イレッサは、市販後に第V相臨床試験で延命効果を証明することを条件として腫瘍の縮小反応のみに基づいて承認された。
重篤な疾患であるがんに苦しむ患者のニーズに応えるためであるとしても、有効性に未解明な部分が残る医薬品を市場に出す選択をする以上は、患者の生命を危険にさらすことのないよう、それに相応しい慎重さが求められてしかるべきであった。
しかし、上述のように、承認前からの宣伝広告がなされる一方で十分な警告がなされなかったのが実態だったのであり、更には、使用医師や医療機関の限定も、全例調査さえもなされなかったのである。

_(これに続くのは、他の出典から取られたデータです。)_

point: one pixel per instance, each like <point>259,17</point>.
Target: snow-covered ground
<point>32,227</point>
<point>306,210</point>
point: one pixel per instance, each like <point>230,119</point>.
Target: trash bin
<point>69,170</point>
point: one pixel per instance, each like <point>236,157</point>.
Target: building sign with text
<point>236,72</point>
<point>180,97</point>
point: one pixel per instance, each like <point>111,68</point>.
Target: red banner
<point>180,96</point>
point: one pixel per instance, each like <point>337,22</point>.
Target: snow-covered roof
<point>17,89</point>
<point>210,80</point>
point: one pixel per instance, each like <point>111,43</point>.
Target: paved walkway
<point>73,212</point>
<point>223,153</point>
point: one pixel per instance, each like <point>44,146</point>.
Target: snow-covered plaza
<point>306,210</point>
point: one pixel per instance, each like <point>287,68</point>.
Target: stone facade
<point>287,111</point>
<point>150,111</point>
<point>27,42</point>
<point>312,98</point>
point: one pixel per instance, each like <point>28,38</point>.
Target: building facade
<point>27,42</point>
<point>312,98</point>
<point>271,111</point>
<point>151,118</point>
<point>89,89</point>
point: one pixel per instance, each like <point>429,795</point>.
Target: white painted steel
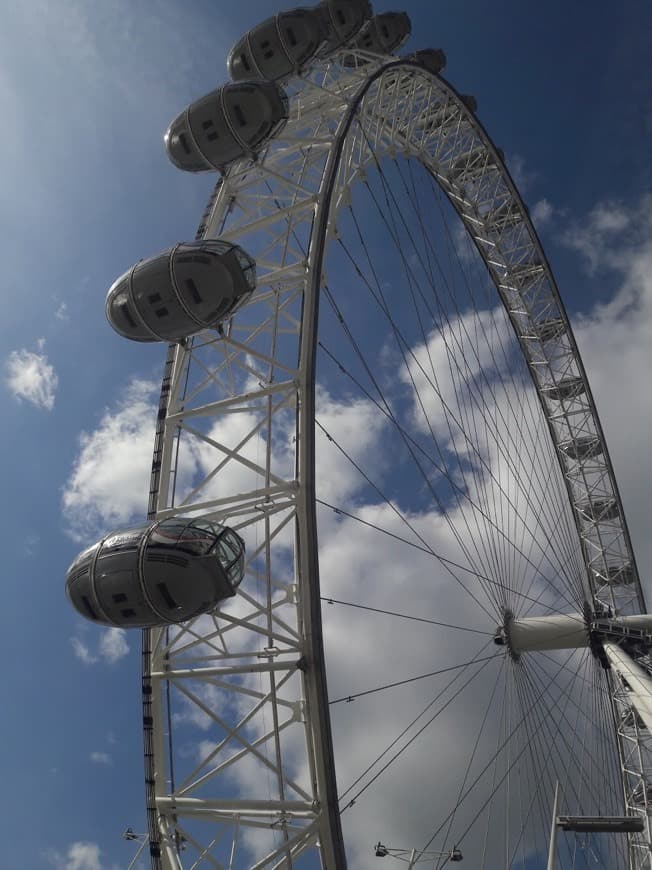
<point>567,631</point>
<point>637,679</point>
<point>552,851</point>
<point>282,209</point>
<point>548,633</point>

市販後においても、承認条件である第V相臨床試験(試験名V1532)で延命効果の証明に失敗し、国内外で実施された多くの第V相臨床試験でも日本人について延命効果を証明できたものはない。現在、米国では新規患者への投与が禁止され、EUでは、わが国に遅れること7年、昨年になってようやく承認されたが、EGFR遺伝子変異のない患者への投与は認められていない。日米欧の3極において、日本のように広い適応でイレッサを承認している国はないのである。
今、医療現場で、医師や患者が間質性肺炎に警戒してイレッサを使用しているとすれば、それは、多くの犠牲者が身を持ってイレッサの危険性を示したからであって、アストラゼネカ社や国が進んで責任を果たしたからではない。

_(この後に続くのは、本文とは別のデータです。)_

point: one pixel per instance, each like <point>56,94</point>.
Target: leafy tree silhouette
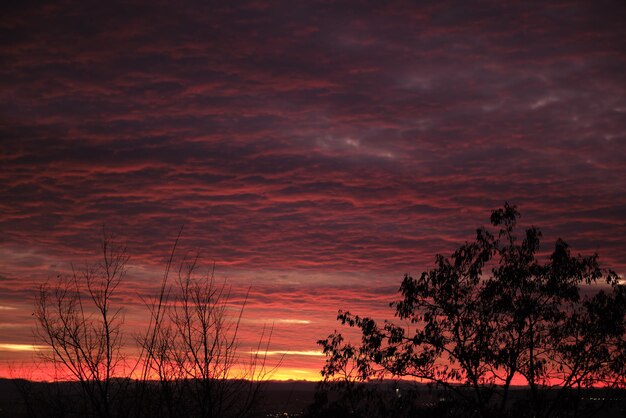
<point>554,325</point>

正しい情報が提供されず、副作用が少ない抗がん剤と信じてイレッサを服用した患者が、筆舌に尽くしがたい苦しみを受け、多数亡くなっていったことからすれば、被害者・遺族に対して、企業と国が責任を認めて、謝罪し、賠償をするのは当然である。
薬害イレッサ事件で問われているのは、「がん患者の命の重さ」である。患者の知る権利や自己決定権を奪った薬害イレッサ事件の教訓は、がん患者の権利の確立とこれに基づくがん医療体制の整備にも生かされなければならない。
製薬企業が利潤を上げる一方で、がんというだけで、副作用で死亡しても全く副作用被害救済制度の適用を受けないという現在のあり方は、がん患者の権利保護、薬害防止の観点からも適切ではない。救済制度のあり方も見直されるべきである。
薬害イレッサ事件は、承認前の副作用情報の科学的分析とエビデンスに基づく審査、承認条件、広告規制と医療関係者や患者への情報提供を含む市販後安全対策のあり方についても多くの教訓を与えている。
本年4月、厚生労働省の「薬害肝炎事件の検証及び再発防止のための医薬品行政のあり方検討委員会」は、薬害再発防止に関する「最終提言」をまとめ、厚生労働大臣はその実行を約した。しかし、国やアストラゼネカ社の本件訴訟における主張は、「予防原則」に立脚した薬事行政の抜本的改革等を求める同提言に真っ向から反するものである。
仮に、本件訴訟において被告らの責任が問われないこととなれば、制度改革は後戻りし、薬害防止はできない。
以上をふまえ,上記のとおり全面解決を要求する。